Although, actually, come to think of it, I'm not entirely sure that I understand which of two points you're making. Is it that darkness in children's literature is a rebellion against the old optimistic message? Or is it that our children's literature is dark because we live in relatively wealthy times, just as children's literature had to be optimistic when times were comparatively much darker? It's when we experience hardships that we need happy endings, is part of what you seem to be saying.

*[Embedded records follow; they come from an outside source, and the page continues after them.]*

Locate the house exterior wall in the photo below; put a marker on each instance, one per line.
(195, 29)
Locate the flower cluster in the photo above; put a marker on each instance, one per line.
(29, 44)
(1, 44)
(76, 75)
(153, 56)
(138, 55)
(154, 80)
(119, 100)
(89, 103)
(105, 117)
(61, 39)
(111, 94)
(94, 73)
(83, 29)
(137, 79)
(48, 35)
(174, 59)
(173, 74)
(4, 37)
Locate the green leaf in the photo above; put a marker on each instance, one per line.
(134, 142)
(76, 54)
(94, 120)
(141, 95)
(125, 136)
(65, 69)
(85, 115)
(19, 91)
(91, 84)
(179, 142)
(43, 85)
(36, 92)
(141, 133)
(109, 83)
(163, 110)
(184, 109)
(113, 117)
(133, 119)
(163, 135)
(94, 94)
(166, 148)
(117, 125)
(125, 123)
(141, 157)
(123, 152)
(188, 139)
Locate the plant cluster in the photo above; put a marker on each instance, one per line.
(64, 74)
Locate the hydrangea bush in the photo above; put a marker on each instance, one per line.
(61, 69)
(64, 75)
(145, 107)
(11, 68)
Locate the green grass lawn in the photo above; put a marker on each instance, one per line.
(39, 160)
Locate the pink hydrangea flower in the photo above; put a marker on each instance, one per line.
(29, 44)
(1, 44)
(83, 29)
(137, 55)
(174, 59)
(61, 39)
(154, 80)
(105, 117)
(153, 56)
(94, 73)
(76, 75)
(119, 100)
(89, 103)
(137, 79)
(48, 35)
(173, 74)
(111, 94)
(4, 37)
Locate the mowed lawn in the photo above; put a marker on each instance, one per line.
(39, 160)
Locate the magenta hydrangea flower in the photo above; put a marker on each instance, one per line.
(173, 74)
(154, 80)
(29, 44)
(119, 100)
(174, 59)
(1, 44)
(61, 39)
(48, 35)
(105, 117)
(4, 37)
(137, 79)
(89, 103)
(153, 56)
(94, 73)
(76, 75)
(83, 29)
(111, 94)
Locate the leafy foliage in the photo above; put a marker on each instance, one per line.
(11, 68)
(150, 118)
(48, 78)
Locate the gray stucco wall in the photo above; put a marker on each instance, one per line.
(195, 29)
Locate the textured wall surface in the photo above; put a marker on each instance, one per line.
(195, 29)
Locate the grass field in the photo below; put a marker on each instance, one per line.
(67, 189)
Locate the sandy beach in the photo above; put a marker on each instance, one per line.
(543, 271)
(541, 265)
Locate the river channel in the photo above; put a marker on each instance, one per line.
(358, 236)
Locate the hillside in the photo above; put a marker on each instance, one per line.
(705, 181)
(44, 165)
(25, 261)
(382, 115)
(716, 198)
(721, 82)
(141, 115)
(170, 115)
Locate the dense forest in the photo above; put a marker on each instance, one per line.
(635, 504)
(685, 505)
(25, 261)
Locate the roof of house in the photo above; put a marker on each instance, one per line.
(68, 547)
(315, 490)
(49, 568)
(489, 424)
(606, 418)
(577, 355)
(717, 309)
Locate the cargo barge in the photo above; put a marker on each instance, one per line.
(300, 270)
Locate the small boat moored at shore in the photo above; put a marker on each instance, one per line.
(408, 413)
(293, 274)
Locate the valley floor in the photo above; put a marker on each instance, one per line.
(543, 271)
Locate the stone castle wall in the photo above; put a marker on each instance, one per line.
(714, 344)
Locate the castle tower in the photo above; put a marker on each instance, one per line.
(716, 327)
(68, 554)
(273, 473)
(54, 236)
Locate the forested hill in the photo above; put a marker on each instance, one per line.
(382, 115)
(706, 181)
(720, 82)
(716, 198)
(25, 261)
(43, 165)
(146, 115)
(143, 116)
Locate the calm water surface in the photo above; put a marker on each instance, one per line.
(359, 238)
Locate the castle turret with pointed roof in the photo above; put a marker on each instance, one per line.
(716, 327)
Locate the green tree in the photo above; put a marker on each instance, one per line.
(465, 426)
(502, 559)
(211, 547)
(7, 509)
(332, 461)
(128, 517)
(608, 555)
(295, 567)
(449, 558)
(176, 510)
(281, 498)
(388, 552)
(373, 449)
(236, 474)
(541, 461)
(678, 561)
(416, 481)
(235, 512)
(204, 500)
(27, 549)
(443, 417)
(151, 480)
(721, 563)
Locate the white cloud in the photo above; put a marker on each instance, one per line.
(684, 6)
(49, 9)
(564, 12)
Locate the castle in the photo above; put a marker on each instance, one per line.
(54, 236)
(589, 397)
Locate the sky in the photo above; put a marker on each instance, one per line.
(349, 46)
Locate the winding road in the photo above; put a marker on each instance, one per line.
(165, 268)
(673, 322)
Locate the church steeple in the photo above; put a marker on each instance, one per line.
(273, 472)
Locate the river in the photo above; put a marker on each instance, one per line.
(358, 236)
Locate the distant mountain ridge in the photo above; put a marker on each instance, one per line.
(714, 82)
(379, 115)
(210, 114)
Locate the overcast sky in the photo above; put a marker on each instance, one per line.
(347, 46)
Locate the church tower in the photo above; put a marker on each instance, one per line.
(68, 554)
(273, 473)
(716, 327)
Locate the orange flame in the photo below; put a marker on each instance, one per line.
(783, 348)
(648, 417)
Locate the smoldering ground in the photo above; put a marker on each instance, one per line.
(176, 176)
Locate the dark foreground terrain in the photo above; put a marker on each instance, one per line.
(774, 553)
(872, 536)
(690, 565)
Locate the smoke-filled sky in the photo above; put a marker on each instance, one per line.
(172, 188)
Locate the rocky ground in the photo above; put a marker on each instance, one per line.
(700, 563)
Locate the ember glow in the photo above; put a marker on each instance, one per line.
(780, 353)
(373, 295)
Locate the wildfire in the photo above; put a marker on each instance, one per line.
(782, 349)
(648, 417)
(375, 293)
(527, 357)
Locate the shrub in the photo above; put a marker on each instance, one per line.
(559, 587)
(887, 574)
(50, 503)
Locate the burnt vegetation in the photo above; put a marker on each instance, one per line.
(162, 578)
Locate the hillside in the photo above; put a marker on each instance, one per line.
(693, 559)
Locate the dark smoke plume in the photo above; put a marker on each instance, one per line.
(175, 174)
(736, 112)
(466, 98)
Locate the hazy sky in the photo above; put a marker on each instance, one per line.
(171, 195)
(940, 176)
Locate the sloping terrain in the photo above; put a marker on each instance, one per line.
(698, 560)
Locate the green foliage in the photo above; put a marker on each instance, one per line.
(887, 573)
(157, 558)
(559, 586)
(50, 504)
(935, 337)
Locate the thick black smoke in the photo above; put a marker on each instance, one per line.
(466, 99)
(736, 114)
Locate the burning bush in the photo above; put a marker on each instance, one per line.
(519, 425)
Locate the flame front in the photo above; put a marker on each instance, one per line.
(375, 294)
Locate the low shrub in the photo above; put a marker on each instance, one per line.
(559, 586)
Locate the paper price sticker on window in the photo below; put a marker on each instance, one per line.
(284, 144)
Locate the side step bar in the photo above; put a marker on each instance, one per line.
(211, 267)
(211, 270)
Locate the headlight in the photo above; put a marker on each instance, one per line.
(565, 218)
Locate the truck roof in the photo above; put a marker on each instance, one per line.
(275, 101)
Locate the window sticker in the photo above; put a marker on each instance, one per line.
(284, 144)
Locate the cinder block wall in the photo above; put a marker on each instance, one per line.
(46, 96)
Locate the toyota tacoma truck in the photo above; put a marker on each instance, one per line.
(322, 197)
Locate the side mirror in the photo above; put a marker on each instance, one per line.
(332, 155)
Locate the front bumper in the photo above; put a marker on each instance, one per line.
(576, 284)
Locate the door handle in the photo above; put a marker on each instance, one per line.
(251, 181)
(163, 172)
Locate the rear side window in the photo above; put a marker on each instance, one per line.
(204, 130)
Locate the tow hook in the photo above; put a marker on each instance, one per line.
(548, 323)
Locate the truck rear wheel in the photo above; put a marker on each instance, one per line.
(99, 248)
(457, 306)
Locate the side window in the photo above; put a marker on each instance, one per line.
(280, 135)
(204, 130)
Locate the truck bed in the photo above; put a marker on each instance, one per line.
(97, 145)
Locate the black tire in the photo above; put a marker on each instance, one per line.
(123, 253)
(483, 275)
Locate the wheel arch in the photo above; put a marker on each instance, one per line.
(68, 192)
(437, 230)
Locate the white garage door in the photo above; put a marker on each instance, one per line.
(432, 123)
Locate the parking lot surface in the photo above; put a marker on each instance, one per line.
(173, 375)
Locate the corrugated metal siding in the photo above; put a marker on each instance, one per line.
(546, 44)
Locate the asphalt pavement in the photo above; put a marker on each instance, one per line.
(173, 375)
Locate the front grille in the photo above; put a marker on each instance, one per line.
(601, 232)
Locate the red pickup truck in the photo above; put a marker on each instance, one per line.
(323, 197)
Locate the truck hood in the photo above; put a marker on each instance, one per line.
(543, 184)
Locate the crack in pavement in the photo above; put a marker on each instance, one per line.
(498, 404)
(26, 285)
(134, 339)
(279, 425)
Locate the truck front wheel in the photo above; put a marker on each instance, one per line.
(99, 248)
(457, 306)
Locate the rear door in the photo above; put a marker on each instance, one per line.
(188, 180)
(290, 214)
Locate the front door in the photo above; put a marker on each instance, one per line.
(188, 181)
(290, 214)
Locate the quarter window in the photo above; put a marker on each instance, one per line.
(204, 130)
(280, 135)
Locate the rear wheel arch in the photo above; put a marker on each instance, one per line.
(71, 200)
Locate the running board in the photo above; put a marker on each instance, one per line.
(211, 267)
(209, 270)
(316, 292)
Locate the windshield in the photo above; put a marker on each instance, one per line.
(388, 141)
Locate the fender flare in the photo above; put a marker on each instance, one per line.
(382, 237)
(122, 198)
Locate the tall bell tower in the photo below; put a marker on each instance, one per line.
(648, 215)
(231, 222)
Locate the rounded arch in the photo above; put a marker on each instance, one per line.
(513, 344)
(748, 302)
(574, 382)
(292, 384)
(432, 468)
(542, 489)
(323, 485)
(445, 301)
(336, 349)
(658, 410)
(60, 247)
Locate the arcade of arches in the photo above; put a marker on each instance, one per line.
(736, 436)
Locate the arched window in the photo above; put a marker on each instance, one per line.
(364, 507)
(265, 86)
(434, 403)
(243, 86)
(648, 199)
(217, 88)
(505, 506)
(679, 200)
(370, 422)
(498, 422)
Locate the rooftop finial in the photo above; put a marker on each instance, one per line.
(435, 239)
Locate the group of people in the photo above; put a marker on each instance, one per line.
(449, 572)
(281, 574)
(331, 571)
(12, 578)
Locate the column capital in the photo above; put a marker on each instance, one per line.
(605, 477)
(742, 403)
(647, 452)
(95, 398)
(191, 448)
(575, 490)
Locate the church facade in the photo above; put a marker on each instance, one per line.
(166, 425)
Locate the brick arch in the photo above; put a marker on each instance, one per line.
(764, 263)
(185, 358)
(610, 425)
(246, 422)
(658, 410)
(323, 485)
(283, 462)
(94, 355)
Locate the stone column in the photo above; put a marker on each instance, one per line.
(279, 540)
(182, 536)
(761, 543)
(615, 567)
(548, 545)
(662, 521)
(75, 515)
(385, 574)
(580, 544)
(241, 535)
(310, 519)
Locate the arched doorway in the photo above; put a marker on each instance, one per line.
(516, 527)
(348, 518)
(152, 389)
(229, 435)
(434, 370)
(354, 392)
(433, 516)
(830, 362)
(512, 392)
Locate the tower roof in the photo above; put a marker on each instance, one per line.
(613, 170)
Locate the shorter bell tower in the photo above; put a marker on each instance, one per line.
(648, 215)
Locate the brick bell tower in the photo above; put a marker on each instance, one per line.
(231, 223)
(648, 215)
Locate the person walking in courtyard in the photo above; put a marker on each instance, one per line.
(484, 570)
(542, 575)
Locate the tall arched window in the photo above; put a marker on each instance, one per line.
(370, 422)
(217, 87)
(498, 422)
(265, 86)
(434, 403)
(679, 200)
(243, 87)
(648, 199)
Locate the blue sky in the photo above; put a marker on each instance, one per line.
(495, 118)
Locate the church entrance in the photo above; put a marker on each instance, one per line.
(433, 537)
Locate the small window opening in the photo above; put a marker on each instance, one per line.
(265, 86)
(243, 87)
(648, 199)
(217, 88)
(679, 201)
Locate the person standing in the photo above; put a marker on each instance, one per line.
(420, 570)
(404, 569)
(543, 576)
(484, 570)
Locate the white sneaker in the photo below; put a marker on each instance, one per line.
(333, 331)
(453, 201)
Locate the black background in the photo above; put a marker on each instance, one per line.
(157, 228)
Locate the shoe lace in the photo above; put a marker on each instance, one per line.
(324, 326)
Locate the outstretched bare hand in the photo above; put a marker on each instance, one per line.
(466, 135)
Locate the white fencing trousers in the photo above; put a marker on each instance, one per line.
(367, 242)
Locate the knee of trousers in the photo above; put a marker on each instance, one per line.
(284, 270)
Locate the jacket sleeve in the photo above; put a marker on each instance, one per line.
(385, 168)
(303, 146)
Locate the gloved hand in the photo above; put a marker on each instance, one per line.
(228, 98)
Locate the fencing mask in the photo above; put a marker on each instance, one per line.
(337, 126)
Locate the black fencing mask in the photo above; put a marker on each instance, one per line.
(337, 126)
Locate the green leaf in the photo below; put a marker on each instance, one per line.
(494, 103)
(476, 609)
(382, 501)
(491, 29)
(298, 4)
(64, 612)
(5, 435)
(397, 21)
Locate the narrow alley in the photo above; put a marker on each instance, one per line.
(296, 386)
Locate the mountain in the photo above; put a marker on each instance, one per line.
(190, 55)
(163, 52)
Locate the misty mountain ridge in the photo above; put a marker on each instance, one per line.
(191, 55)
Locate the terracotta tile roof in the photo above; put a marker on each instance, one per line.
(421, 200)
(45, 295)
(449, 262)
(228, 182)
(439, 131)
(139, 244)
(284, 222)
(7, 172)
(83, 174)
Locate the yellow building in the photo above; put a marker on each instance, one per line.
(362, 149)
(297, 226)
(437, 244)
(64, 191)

I have to admit that happy endings helped me get through my childhood, not that it was particularly awful. But it did contain a lot of upheaval. On the other hand, Lovecraft really helped me get through college. Go figure. (But then, I think of "The Outsider" and "The Shadow Over Innsmouth" as stories with happy endings . . .)
Jason D. Wittman
|Posted on Monday, August 22, 2005 - 11:50 am: |
"I'm not entirely sure that I understand which of two points you're making. Is it that darkness in children's literature is a rebellion against the old optimistic message? Or is it that our children's literature is dark because we live in relatively wealthy times, just as children's literature had to be optimistic when times were comparatively much darker? It's when we experience hardships that we need happy endings, is part of what you seem to be saying."
I'd say it's a little bit of both. In dark times, we need to remember that there can be happy endings. But at the same time, we need to remember that there can be sad endings as well. And we don't like to have anything forced on us, and that includes optimism.